Mantığın mı yoksa duyguların mı ön plandadır?
Biz Türk insanları nedense hemen hemen çoğu şeyde mantığımızla hareket ediyoruz. Ama ben genelde mantığımla hareket eden birisiyim hatta bazen mantığımı çok aşırı kullandığım da oluyor. Az da olsa duygularımla hareket ettiğim zamanlar da oluyor şimdi çok duygusuzsun diye nitelendirilmeyeyim. Eğer duygunun tanımı bence böyle ise; örneğin 2002 yılındaki 3.olduğumuz Dünya Kupası'nda milli takımımızın maçlarını izlerken o an stadda bulunmasam bile evde televizyon karşısında bile izlerken sanki o an o oyunculardan bir tanesini benmişsim gibi tüylerim diken diken olmuştur. Yenildiğimizde ağlamışlığım yendiğimizde yine ağlamışlığım olmuştur.

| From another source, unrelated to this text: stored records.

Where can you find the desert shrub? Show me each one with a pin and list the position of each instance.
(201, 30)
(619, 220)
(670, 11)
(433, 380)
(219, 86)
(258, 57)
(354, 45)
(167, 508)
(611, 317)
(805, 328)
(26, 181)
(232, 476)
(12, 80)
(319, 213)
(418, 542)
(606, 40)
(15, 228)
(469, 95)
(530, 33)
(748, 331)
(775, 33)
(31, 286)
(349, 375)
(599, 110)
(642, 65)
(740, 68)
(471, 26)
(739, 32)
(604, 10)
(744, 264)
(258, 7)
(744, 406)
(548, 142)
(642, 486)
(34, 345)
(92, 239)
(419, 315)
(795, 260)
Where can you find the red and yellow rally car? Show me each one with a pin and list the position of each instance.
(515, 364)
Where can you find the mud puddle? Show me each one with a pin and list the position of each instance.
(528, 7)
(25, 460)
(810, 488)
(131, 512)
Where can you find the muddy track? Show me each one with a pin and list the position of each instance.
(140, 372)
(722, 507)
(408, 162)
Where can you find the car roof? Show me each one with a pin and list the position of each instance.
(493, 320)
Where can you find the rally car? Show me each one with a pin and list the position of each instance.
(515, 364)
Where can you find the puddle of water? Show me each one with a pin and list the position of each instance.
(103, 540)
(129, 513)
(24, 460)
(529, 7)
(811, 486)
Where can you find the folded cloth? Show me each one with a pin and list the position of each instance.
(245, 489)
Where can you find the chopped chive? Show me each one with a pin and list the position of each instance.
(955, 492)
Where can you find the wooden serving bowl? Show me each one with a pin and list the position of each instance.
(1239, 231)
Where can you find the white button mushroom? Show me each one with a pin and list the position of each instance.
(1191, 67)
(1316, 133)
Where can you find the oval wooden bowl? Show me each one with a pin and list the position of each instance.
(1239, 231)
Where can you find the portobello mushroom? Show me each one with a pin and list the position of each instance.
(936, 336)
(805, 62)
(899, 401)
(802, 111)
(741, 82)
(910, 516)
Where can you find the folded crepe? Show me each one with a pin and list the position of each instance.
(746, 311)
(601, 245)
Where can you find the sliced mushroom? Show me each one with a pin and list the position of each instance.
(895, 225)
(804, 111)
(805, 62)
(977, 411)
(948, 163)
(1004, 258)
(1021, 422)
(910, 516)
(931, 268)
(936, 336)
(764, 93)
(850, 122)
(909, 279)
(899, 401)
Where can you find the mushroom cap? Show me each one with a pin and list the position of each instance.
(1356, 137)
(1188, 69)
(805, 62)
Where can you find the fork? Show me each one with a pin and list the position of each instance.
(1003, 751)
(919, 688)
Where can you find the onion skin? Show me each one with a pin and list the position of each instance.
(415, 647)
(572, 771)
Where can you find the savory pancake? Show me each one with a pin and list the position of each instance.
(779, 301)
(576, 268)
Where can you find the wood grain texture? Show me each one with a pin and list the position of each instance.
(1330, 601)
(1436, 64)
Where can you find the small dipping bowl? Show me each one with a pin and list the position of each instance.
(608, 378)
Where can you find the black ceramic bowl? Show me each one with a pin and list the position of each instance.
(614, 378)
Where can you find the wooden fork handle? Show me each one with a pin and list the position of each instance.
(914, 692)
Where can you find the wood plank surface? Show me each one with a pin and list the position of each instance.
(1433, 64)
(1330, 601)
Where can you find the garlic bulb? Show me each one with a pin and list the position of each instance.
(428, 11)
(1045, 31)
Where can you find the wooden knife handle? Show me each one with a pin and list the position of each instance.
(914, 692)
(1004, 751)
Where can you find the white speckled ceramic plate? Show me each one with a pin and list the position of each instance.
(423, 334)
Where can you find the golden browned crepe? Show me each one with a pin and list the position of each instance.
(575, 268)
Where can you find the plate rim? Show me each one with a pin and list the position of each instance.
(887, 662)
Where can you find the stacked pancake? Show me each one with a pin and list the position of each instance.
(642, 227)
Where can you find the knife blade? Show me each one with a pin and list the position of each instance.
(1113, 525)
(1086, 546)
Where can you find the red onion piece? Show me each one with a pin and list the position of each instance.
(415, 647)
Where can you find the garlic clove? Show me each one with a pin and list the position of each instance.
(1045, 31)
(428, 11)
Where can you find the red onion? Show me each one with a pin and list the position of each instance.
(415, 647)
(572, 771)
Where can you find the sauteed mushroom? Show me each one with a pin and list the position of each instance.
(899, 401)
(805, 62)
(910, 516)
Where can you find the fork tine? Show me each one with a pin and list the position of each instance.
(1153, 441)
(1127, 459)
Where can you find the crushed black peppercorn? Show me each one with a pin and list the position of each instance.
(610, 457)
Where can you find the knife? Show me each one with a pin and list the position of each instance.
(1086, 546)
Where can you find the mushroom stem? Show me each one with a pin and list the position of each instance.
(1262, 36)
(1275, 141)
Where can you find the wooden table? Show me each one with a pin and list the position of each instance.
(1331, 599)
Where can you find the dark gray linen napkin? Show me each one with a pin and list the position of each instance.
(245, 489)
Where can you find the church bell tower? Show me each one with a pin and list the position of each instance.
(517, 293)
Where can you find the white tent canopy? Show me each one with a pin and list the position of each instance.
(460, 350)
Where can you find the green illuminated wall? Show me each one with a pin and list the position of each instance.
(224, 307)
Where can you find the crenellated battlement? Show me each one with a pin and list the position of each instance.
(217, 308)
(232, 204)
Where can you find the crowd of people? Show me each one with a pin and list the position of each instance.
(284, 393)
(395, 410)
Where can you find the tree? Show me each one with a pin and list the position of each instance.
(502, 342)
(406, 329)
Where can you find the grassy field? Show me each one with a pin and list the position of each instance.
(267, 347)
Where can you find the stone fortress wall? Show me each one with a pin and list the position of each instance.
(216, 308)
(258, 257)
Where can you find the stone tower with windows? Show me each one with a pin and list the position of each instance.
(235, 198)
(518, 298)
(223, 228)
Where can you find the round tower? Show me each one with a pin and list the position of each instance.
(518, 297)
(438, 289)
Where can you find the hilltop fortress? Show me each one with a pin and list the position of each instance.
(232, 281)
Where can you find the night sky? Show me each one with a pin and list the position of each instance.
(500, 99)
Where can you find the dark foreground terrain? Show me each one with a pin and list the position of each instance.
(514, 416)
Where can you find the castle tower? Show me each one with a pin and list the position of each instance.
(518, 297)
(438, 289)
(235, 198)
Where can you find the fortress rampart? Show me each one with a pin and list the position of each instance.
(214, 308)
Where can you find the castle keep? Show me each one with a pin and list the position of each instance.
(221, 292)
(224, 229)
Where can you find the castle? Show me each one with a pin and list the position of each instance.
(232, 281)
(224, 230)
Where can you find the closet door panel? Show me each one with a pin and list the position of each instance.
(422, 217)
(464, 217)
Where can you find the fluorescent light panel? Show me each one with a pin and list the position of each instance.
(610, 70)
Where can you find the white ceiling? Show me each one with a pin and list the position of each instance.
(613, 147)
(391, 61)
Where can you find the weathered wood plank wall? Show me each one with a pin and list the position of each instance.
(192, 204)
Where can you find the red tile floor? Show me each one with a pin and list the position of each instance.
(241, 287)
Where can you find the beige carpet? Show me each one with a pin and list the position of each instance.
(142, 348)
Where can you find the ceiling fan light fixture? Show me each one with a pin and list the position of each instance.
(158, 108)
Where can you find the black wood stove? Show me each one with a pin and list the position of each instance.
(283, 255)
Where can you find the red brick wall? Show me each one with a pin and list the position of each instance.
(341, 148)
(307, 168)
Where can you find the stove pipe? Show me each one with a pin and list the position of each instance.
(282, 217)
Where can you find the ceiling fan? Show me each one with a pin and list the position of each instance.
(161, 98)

Eğer o zaman mantığımla hareket etmiş olsam duygusuz biri olup ağlamazdım sanırım. Özel veya kişisel hayatımızda aslında bir çok şeye karşın duygularla hareket edilmesi gerekirken (bence) ancak ben nedense çoğu zaman mantığımla hareket etmişimdir. Kısaca mantığım duygularıma göre daha ön planda sanırım.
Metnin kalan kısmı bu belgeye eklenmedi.